Back to skills

Auto Research

Run bounded autonomous code experiments on a user-provided repository with a stable automated metric. Use when the user wants iterative improve-measure-keep-or-revert loops such as tuning training scripts, benchmark solvers, evaluable agent workflows, or performance/code-quality experiments. Do not use for open-ended product development, tasks without a reliable automated metric, or broad multi-file refactors.

Auto Research

autoresearch

Run a constrained experiment loop on a repository: edit allowed files, run a command, extract a metric, keep the change if it improves the score, otherwise revert it.

This skill is for bounded optimization, not open-ended software development.

When to use

Use this skill when the task can be framed as:

  • a repository or working directory is known
  • the editable surface is explicitly bounded
  • there is a stable command to run
  • there is a stable metric to extract
  • success means improving that metric over a limited number of experiments

Good fits:

  • training-script tuning
  • benchmark or solver optimization
  • inference/runtime optimization with a measurable score
  • prompt/program search when evaluation is automated
  • agent workflow tuning with a fixed harness

Do not use when:

  • the user says only “make the project better”
  • there is no automated evaluation command
  • the metric is subjective or manual
  • the work requires wide architectural refactors
  • the best path is regular engineering, not iterative experiment search

Required inputs

Collect or infer these before starting:

  • repo_path: repository or working directory
  • goal: short statement of what is being optimized
  • editable_files: explicit allowlist of files the agent may change
  • run_command: command that runs one experiment
  • metric_name: the metric to optimize
  • metric_direction: min or max
  • max_experiments: hard cap on experiment count

Optional inputs

Use these when provided or clearly useful:

  • fixed_files: read for context but never modify
  • metric_extract_hint: grep pattern, regex, JSON path, or log line hint
  • timeout_seconds: per-run timeout
  • branch_name: experiment branch name
  • results_file: default results.tsv
  • baseline_required: default true
  • allow_dependencies: default false
  • allow_harness_changes: default false
  • session_report_file: default session_report.md

Output artifacts

Produce or maintain these when practical:

  • results.tsv or user-specified results file
  • one log per experiment or a rolling run.log
  • session_report.md with best result, kept changes, discarded themes, and crash notes
  • best commit hash or diff summary if git is available

Core workflow

1. Bound the search space

Identify the optimization surface first.

  • Read repository context and any user-provided instructions.
  • Read all fixed_files and editable_files.
  • Confirm that the metric and run command are stable enough to compare runs.
  • If the task lacks a stable metric, do not force this skill.
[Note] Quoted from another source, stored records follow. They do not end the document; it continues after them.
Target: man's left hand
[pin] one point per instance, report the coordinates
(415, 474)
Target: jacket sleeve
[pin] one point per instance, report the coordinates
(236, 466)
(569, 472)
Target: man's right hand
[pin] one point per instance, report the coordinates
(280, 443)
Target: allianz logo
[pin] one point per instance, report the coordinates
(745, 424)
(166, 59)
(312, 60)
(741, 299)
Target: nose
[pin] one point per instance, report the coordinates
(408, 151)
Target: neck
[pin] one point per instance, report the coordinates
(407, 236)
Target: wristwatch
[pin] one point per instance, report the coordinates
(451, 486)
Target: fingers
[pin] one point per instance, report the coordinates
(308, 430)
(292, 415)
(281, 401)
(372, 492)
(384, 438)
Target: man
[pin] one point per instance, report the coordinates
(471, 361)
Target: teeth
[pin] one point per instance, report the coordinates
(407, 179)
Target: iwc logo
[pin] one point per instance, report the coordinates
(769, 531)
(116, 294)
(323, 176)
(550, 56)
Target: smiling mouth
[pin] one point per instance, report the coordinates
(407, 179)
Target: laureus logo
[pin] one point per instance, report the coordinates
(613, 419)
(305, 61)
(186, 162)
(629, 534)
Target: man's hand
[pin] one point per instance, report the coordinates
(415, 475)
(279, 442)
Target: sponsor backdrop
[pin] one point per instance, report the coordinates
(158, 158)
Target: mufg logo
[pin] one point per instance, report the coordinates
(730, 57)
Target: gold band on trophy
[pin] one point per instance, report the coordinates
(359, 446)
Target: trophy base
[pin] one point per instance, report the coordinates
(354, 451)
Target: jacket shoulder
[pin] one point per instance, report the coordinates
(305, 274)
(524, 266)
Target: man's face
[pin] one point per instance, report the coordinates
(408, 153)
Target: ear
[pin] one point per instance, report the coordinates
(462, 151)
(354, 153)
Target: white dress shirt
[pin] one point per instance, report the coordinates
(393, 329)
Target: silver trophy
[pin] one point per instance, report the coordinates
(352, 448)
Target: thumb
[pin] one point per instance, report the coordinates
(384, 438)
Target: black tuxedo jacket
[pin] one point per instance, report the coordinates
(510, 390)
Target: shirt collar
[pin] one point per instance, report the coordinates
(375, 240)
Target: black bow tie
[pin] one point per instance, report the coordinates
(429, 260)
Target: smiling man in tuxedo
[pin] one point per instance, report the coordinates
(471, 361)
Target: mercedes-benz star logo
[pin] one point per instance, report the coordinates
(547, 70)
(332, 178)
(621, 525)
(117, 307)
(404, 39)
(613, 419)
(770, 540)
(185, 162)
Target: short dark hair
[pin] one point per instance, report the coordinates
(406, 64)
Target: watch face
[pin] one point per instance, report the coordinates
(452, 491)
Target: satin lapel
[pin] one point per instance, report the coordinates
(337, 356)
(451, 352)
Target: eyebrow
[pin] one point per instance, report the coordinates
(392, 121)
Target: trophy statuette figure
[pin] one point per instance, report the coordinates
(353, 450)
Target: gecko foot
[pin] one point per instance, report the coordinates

Switch to normal engineering.

2. Prepare the experiment state

  • If the repo uses git, create or switch to a dedicated branch.
  • Record the starting commit or working tree state.
  • Create results.tsv with a tab-separated header if it does not exist.
  • Prefer this header:
commit	metric	status	description

If memory/runtime is an important side metric, extend the header instead of inventing multiple side logs.

3. Establish a baseline

Run the unmodified system first unless the user explicitly says not to.

  • Capture stdout/stderr into a log file.
  • Extract the metric.
  • Record the baseline row in results.tsv.
  • If no valid baseline can be established, stop and explain why.

4. Run a bounded loop

Repeat until max_experiments is reached or progress clearly stalls.

For each experiment:

  1. Choose one focused idea.
  2. Edit only files in editable_files.
  3. If using git, commit the candidate change before running.
  4. Run the experiment with log capture and timeout.
  5. Extract the metric using the strongest available method.
  6. Compare against the current best.
  7. Record a row in results.tsv.
  8. Keep the change if it improves the metric enough to justify complexity.
  9. Otherwise revert to the prior best state.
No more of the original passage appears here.